Tuesday, June 03, 2008

Honing the pitch: niche markets during a downward trend

There was a cautionary article in last week’s New York Times Magazine about bloggers whose personal lives become too transparent in this public forum. That isn’t about to happen here, but anyone reading these posts will be hard pressed not to notice my penchant for chocolate and iPhones– and perhaps some of my biases about market research and advertising. One message I can't avoid is the delicate dance between mass and niche markets. There will always be magic products that sell across demographic lines, but in the current economic climate, most companies need to know who their real customer base will be for the long haul.

Of course, some big groups -- older people and teens -- will simply remain important because of their sheer size. It’s smart to target ads to baby boomers as they age and to teenagers, who set and build trends even when they aren’t spending at the same amazing rates. Just recently, three interesting stories pinpointed why niche markets need specific products and marketing campaigns:

First, Marketing Daily notes that while sales of home repair and yard maintenance goods are on the downward trend, sales of certain luxury goods remain high – and the buyers are men with money. It doesn’t mean it’s an easy sell. According to Mires+ Ball, these men require a particular sales pitch:

For higher-end clients, that means "you have to tell a pretty smart story, but then back it up with something tangible, and performance driven. Anything that looks like frivolous excess - visuals that show a house with eight cars in the driveway, for instance-just doesn't play." While affluent men are still spending, he says, all the dour economic headlines have also meant that they're likely to be far pickier, using higher standards to justify splurges. "Men will scrimp and save on everyday things, so that they can make that one big purchase that's really meaningful -whether it's a surfboard, a guitar, a wristwatch or a car."
Second, a new study confirms that gay brands are good business. Some companies, like Subaru, Absolut, and Levi’s have already recognized the power of brand marketing to gays and lesbians. While market research tends to overestimate the wealth and disposable income of gay households, it is true that gay and lesbian consumers are a loyal and vociferous group. A study for the ad agency Prime Access and media group PlanetOut found that advertising makes a huge difference in perception and purchasing decisions by gays and lesbians, who preferred gay-friendly companies. LGBT folks were also much more likely than their straight counterparts to boycott or reject products from companies with anti-gay agendas.

Add in two more facts: first, a large percentage of gay and lesbian consumers are perceived by their peers as influential because of their “ahead of the curve” knowledge about cultural trends and new products. And second, brands with gay-coded appeal are also almost always perfectly okay to straight markets. That is, gay consumers “read” products as gay-friendly while straight consumers are often oblivious to all but the most obvious gay tags. Even when the message is overt, straight consumers are generally neutral about companies that market to gays. In fact, sometimes LGBT branding adds cache to an otherwise ordinary item.

The third is the most misunderstood niche targeted by advertising: racial and ethnic groups. According to BIGresearch, African-Americans and Latinos use more new media and are often quicker to adopt new technologies (especially video games, text messaging, video on phones, and iPods) than Whites and Asians.
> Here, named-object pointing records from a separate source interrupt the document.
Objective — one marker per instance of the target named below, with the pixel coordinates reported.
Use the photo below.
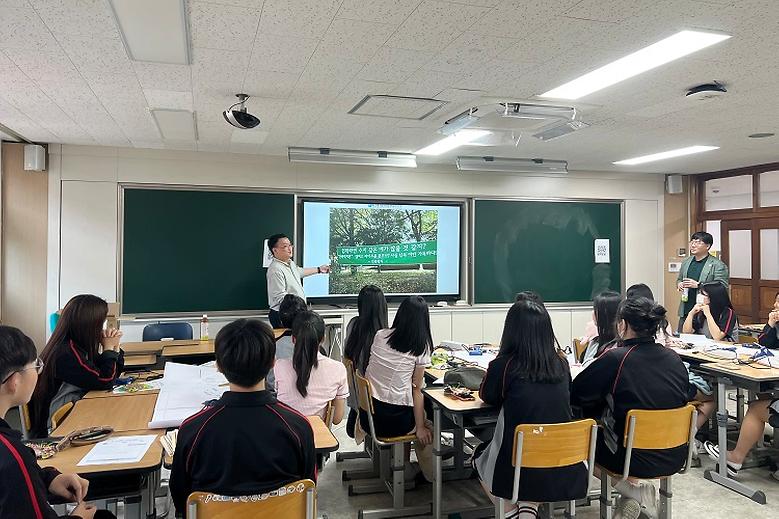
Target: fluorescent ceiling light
(153, 31)
(352, 157)
(660, 53)
(453, 141)
(665, 155)
(511, 165)
(176, 125)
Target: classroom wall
(87, 242)
(24, 244)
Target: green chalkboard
(547, 247)
(198, 251)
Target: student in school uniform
(768, 337)
(714, 316)
(80, 357)
(310, 380)
(396, 370)
(289, 308)
(25, 485)
(529, 381)
(245, 443)
(638, 374)
(604, 310)
(371, 317)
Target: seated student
(79, 357)
(246, 442)
(24, 488)
(714, 316)
(289, 308)
(638, 374)
(529, 380)
(604, 308)
(699, 390)
(310, 380)
(371, 317)
(396, 371)
(768, 337)
(759, 413)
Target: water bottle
(204, 328)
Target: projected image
(393, 248)
(402, 248)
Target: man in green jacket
(699, 268)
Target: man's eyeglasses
(37, 367)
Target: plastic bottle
(204, 328)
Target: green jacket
(713, 270)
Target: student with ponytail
(310, 380)
(638, 374)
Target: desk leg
(721, 476)
(437, 475)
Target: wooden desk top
(133, 415)
(67, 460)
(452, 404)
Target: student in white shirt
(396, 371)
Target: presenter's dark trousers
(275, 319)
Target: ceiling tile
(163, 76)
(23, 29)
(391, 13)
(222, 27)
(301, 18)
(434, 24)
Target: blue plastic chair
(176, 331)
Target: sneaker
(627, 508)
(713, 452)
(648, 500)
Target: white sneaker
(648, 500)
(627, 508)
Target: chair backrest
(746, 339)
(553, 445)
(60, 414)
(176, 331)
(364, 393)
(293, 501)
(659, 429)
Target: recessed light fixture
(453, 141)
(665, 155)
(664, 51)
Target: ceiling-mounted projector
(239, 117)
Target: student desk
(752, 378)
(464, 414)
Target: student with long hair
(604, 309)
(80, 356)
(638, 374)
(396, 370)
(310, 380)
(529, 381)
(714, 317)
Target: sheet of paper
(602, 254)
(118, 449)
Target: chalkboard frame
(472, 244)
(123, 187)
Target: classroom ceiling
(65, 76)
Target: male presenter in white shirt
(284, 276)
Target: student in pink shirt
(309, 380)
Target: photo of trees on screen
(395, 249)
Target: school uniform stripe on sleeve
(28, 481)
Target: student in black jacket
(639, 374)
(245, 443)
(80, 356)
(529, 380)
(25, 485)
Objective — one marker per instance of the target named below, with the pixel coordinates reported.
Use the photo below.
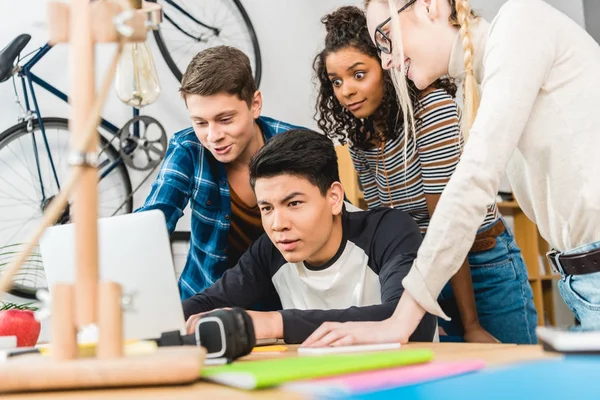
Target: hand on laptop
(267, 325)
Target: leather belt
(574, 264)
(486, 240)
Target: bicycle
(33, 162)
(189, 27)
(181, 35)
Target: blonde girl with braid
(532, 110)
(356, 104)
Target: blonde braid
(470, 87)
(399, 78)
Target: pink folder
(385, 378)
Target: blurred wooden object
(75, 306)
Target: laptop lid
(134, 251)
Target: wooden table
(492, 354)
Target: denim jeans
(503, 295)
(582, 293)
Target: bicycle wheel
(191, 26)
(25, 190)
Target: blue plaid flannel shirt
(191, 173)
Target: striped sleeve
(366, 177)
(439, 141)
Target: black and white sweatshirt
(362, 282)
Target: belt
(574, 264)
(486, 240)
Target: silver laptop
(134, 251)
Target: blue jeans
(582, 293)
(503, 295)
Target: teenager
(357, 104)
(206, 165)
(324, 262)
(537, 120)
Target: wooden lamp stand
(84, 23)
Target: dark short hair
(220, 69)
(298, 152)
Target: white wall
(289, 33)
(572, 8)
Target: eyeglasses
(382, 40)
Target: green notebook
(267, 373)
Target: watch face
(210, 334)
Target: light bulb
(136, 81)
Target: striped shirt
(390, 179)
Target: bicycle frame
(189, 16)
(28, 78)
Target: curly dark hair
(347, 27)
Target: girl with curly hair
(409, 168)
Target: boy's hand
(267, 325)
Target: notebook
(565, 341)
(384, 379)
(268, 373)
(575, 377)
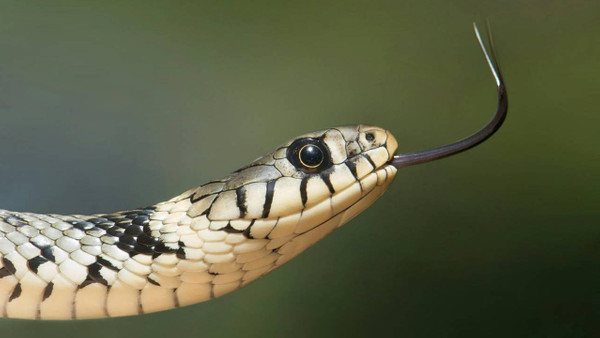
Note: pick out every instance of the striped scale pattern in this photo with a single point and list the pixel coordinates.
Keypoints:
(199, 245)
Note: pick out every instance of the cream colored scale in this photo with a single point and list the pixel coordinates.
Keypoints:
(227, 243)
(210, 240)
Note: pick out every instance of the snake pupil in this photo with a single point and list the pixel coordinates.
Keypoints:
(311, 156)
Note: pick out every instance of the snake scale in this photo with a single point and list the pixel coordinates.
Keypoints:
(210, 240)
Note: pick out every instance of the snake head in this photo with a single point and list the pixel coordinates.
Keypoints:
(302, 190)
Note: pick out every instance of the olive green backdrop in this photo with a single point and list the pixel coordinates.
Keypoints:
(111, 105)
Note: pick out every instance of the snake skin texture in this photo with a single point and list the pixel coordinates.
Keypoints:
(199, 245)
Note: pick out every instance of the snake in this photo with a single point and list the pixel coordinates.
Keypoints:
(212, 239)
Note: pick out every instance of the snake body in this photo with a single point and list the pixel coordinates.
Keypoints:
(201, 244)
(210, 240)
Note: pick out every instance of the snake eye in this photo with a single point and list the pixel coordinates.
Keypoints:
(310, 156)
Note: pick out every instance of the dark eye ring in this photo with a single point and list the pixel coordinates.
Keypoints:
(311, 156)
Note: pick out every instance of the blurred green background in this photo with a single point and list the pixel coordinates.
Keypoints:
(110, 105)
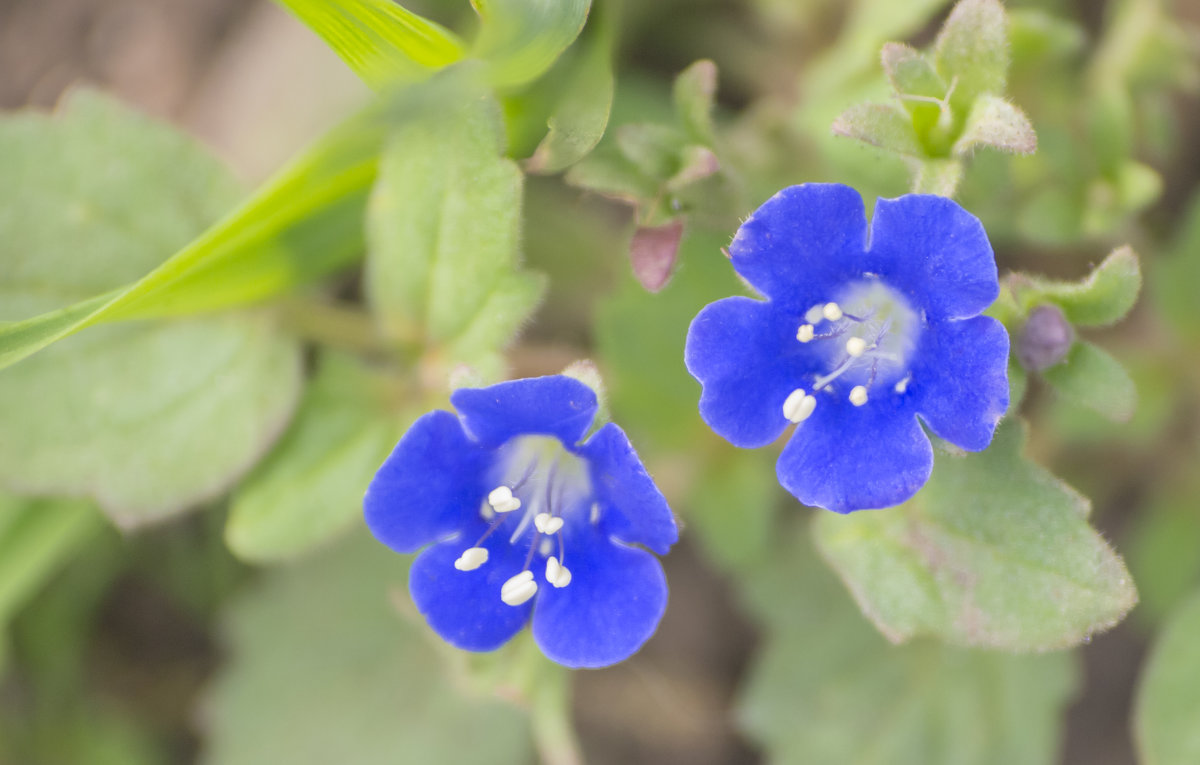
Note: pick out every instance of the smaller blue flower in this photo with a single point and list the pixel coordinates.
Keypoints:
(521, 519)
(863, 331)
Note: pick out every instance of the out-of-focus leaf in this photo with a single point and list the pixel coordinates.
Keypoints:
(1168, 703)
(145, 419)
(972, 50)
(1091, 377)
(73, 180)
(323, 669)
(311, 487)
(381, 40)
(997, 124)
(35, 537)
(1104, 297)
(828, 688)
(994, 552)
(880, 125)
(521, 38)
(581, 114)
(443, 228)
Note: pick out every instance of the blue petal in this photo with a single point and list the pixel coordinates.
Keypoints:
(634, 509)
(960, 380)
(803, 244)
(846, 458)
(745, 354)
(936, 253)
(612, 606)
(430, 485)
(555, 405)
(465, 607)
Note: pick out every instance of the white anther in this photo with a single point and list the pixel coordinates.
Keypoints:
(799, 405)
(557, 573)
(472, 559)
(547, 523)
(519, 589)
(502, 500)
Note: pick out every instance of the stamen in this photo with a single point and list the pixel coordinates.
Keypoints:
(799, 405)
(547, 523)
(502, 500)
(556, 573)
(519, 589)
(858, 395)
(472, 559)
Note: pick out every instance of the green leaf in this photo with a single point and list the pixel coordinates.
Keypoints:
(971, 50)
(880, 125)
(310, 488)
(1168, 703)
(522, 38)
(76, 173)
(694, 91)
(581, 114)
(443, 227)
(994, 552)
(828, 688)
(1104, 297)
(323, 669)
(997, 124)
(35, 537)
(382, 41)
(1091, 377)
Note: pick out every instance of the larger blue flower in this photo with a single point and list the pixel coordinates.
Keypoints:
(521, 518)
(862, 332)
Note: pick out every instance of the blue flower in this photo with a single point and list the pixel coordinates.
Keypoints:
(862, 332)
(525, 520)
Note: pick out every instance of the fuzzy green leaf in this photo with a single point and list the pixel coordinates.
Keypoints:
(994, 552)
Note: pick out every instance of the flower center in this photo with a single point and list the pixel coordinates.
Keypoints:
(537, 475)
(863, 339)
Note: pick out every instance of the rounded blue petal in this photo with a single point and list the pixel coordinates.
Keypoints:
(465, 607)
(429, 487)
(612, 606)
(846, 458)
(936, 253)
(745, 355)
(802, 244)
(960, 380)
(552, 405)
(633, 509)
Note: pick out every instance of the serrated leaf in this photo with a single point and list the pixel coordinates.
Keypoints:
(880, 125)
(1091, 377)
(971, 50)
(994, 552)
(995, 122)
(1104, 297)
(323, 669)
(35, 537)
(581, 114)
(381, 40)
(694, 92)
(1168, 703)
(443, 228)
(522, 38)
(828, 688)
(300, 226)
(311, 486)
But even this data makes the mistake of using homogeneous racial categories, which hide differences and nuances within groups. For African-Americans, age, social class, and geography create cultural differences that are glossed over even in traditionally black media outlets. Latinos are also a wildly diverse group, especially when linked back to particular national or regional cultures. Would it be too revealing to point out that almost none of my friends (even those of different races and ages) can relate to the stereotyped subcultures that are portrayed in popular media?

Video games are a great example of the inability of the companies to get African American interests and needs right. African Americans are heavy users of video games but very few games have black men who are not villains or criminals or black women who are not victims.
On potential reason for that is that almost no game developers are black. One of the few African American women professionals in the gaming industry, Shana Bryant said:
There are a number of games in which inclusive design — of both women and minorities — would constitute a significant improvement. It’s something as simple as including ethnic characteristics in a character creation engine instead of just offering a palette swap or allowing someone to create a female player in a sports title. In a lot of cases, there’s very little overhead, and the payoff is noticeable.
It’s also important to consider that African Americans and Latinos represent only a fraction of the academic fields of engineering, technology development, research, and marketing. In a recent MTV blog series, all the black professionals in the gaming industry who were interviewed mentioned that engineering, game development, and marketing were not thought of as career paths among young African Americans.

As the dollar gets tighter, these niche markets will matter more, as people will tailor their spending in directions that are less risky and less questionable in terms of defining themselves according to a mass market. And, remember, the great thing about niche markets is the boundaries are fluid: Even though lately I’m anything but trendy, there’s a Subaru in my driveway, some Levi’s in my closet, and an iPhone on my wish list. But for now I think I’ll hold off on the men’s luxury clothes and Grand Theft Auto III, and just make sure there’s enough chocolate in the pantry.